Elmer Smith: Writing's been a job, but hardly work

September 23, 2011

"How lucky am I to have something that makes saying goodbye so hard."

- From the musical "Annie"

I WAS 12 when my mother trapped a local merchant in a fiendishly clever extortion plot.

"How much do you think I spend here each week?" my mother asked Sam Zepper, proprietor of the Girard beef market.

"I don't know exactly, Mrs. Mitchell. Why do you ask?"

"Because my son needs a job."

I started work that day and was never out of work for more than a week or two until January 1973 when the Philadelphia Bulletin hired me as a nightside rewrite man for $5 an hour.

Story continues below.

I haven't worked a day since.

I've been steadily employed, first by the Bulletin and then by the Philadelphia Daily News, where I have had a job for nearly 30 years.

But if I called it work, I'd be starting my employment history in an extortion plot and ending it with a lie.

For nearly 39 years, people have been paying me to find out what was going on and to write about what I've learned. You could call that work. But a year before I joined the Bulletin, I was doing the same thing at Temple University and paying them for the privilege.

My employers paid me to spend seven years writing the twisted tales of the City Hall beat.
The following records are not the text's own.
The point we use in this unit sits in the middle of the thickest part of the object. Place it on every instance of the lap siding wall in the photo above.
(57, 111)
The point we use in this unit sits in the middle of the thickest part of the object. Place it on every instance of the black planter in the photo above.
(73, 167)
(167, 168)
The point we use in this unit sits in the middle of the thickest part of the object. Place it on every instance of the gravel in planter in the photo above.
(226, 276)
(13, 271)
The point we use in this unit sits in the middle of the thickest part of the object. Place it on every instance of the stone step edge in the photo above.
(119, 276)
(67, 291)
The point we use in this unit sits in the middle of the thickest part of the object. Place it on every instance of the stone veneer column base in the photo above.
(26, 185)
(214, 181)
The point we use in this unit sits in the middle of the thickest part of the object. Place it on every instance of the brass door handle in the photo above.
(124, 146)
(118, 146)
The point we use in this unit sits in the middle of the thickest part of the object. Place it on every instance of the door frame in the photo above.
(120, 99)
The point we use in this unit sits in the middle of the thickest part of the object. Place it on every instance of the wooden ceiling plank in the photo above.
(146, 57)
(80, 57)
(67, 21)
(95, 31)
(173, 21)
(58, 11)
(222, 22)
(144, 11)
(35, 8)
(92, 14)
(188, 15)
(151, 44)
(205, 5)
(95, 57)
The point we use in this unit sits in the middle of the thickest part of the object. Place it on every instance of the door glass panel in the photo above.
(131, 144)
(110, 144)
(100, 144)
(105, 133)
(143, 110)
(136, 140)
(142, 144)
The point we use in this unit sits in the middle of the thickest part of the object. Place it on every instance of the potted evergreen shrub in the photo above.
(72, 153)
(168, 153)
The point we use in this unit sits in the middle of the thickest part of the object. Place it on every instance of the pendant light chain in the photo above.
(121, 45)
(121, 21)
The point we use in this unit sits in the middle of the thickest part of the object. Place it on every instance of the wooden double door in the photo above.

Back then, George X. Schwartz, the Silver Fox, ran City Council with an iron fist until he got Abscammed for peddling Council votes to the highest bidder.

Frank Rizzo became the first mayor to accessorize his formal wear with a blackjack or to excuse himself from a fancy dinner to oversee the strip search of the local chapter of the Black Panther Party.

John Street made history as the first man ever arrested for disrupting City Council to have later been elected to City Council. He is the only man to ever serve as Council president after engaging in a fistfight with another councilman.

Stories like that write themselves. They'd have to. You couldn't make this stuff up.

I would have bought a ticket to City Council back then. Instead, I was a paid witness.

I drew a paycheck (I'm not making this up) to sit at ringside during the golden era of boxing. I spent 20-25 weeks a year in Las Vegas with Marvelous Marvin Hagler, Sugar Ray Leonard, Tommy Hearns, Michael Spinks, Larry Holmes, Roberto Duran, Evander Holyfield and a malevolent mauler named Mike Tyson who never wore socks but packed plenty.